POWIETKIN: CHCĘ WALK Z NAJLEPSZYMI, A NAJLEPSZY JEST JOSHUA

Aleksander Powietkin (32-1, 23 KO) pozostaje w obiegu jako potencjalny rywal Anthony'ego Joshuy (20-0, 20 KO). Rosjanin nie ukrywa, że chętnie podejmie wyzwanie, jeśli dane mu będzie wyjść naprzeciw mistrza WBA i IBF wagi ciężkiej.

"Sasza" w przeszłości piastował pas WBA Regular. Dokładnie za tydzień w Jekaterynburgu spotka się z Christianem Hammerem (22-4, 12 KO) i jeśli zwycięży, być może stanie naprzeciw AJ-a w przyszłym roku.

- Mam nadzieję, że po tym zwycięstwie doczekam się w końcu walki o mistrzostwo świata - mówi mistrz olimpijski z Aten sprzed trzynastu lat.
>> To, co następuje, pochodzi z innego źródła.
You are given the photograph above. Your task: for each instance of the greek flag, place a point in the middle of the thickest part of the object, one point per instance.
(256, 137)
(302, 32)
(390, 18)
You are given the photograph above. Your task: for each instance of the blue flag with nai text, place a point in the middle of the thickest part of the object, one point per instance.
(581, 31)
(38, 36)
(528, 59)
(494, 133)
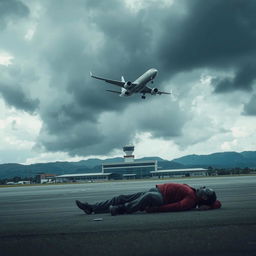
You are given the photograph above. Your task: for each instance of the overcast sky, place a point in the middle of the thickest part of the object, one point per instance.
(51, 110)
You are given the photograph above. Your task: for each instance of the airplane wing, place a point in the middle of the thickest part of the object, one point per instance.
(149, 90)
(113, 91)
(159, 92)
(118, 83)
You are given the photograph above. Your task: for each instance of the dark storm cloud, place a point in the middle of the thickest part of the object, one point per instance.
(16, 97)
(183, 37)
(212, 34)
(109, 39)
(250, 107)
(11, 10)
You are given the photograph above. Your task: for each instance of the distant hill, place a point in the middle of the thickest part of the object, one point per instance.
(217, 160)
(220, 160)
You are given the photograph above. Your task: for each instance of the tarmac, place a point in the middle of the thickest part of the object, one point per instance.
(44, 220)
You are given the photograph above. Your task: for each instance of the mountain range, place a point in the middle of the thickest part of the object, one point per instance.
(225, 160)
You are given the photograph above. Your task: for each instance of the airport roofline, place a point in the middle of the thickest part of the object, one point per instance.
(181, 170)
(134, 162)
(83, 175)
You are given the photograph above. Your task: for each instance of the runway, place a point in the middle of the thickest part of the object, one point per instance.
(43, 220)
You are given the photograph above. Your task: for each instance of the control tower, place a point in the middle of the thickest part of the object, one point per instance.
(128, 150)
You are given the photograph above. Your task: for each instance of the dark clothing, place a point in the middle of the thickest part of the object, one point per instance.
(132, 202)
(179, 197)
(167, 197)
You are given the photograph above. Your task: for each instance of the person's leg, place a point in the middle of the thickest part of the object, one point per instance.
(149, 199)
(103, 207)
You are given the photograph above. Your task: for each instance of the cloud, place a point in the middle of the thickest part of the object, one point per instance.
(49, 75)
(11, 10)
(213, 34)
(250, 107)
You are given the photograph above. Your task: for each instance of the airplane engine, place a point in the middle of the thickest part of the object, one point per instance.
(154, 91)
(127, 85)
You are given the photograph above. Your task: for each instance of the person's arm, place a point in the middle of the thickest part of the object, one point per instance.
(183, 205)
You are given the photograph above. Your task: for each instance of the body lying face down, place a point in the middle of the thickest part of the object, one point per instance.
(168, 197)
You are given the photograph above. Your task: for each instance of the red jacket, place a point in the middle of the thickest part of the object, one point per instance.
(179, 197)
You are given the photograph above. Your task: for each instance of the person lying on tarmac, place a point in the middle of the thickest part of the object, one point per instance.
(169, 197)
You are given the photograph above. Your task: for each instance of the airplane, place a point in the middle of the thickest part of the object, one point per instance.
(138, 86)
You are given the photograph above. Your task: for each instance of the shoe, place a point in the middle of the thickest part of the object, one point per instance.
(117, 209)
(84, 206)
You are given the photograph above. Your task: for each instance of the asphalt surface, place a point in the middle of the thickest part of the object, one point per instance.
(43, 220)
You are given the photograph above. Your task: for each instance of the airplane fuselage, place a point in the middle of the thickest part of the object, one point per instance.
(138, 86)
(140, 83)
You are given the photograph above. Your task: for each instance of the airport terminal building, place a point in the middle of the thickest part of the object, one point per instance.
(130, 169)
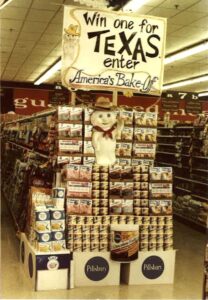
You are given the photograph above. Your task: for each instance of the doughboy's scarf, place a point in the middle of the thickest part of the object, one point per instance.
(106, 133)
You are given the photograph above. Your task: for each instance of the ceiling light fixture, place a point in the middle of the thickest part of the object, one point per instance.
(134, 5)
(197, 48)
(56, 67)
(186, 82)
(202, 94)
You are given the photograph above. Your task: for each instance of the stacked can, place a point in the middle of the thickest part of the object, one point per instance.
(88, 238)
(157, 234)
(100, 178)
(43, 229)
(141, 187)
(57, 217)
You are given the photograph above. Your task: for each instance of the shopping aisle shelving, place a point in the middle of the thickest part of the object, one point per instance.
(188, 275)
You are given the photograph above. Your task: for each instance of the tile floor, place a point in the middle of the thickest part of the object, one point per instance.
(188, 272)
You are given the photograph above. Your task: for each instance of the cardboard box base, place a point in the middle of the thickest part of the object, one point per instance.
(95, 269)
(46, 271)
(152, 267)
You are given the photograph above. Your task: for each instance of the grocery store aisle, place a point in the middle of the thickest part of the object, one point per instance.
(188, 275)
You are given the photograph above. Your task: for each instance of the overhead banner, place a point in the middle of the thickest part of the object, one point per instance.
(105, 50)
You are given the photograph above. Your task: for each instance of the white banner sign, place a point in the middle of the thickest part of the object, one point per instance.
(109, 50)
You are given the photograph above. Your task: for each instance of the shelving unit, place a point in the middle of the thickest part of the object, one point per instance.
(180, 147)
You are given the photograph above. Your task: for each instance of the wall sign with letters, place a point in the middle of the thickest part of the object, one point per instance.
(110, 50)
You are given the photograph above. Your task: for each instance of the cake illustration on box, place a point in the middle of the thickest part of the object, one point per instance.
(107, 128)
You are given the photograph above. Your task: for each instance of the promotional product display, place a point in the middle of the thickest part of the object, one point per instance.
(74, 204)
(104, 174)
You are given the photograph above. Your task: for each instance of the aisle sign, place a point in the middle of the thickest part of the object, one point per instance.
(180, 95)
(107, 50)
(59, 96)
(193, 106)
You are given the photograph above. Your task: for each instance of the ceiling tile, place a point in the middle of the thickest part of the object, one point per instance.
(21, 50)
(47, 4)
(32, 27)
(7, 42)
(200, 6)
(41, 50)
(58, 19)
(54, 29)
(163, 12)
(9, 34)
(39, 15)
(172, 28)
(27, 36)
(187, 31)
(10, 23)
(181, 5)
(154, 2)
(17, 59)
(186, 18)
(51, 38)
(203, 23)
(20, 3)
(145, 9)
(13, 13)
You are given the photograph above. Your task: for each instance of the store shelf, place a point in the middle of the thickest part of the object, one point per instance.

- Chcę mierzyć się z najlepszymi, a za najlepszego uważa się teraz Joshuę. Bez względu na to, z kim się mierzę, zawsze wychodzę do ringu pewny siebie i z myślą o wygranej. Tak więc chętnie skrzyżuję rękawice z Joshuą, choć póki co koncentruję się na walce z Hammerem - mówi Powietkin, który mógłby również zaatakować tron WBO, na na jakim zasiada Joseph Parker (24-0, 18 KO).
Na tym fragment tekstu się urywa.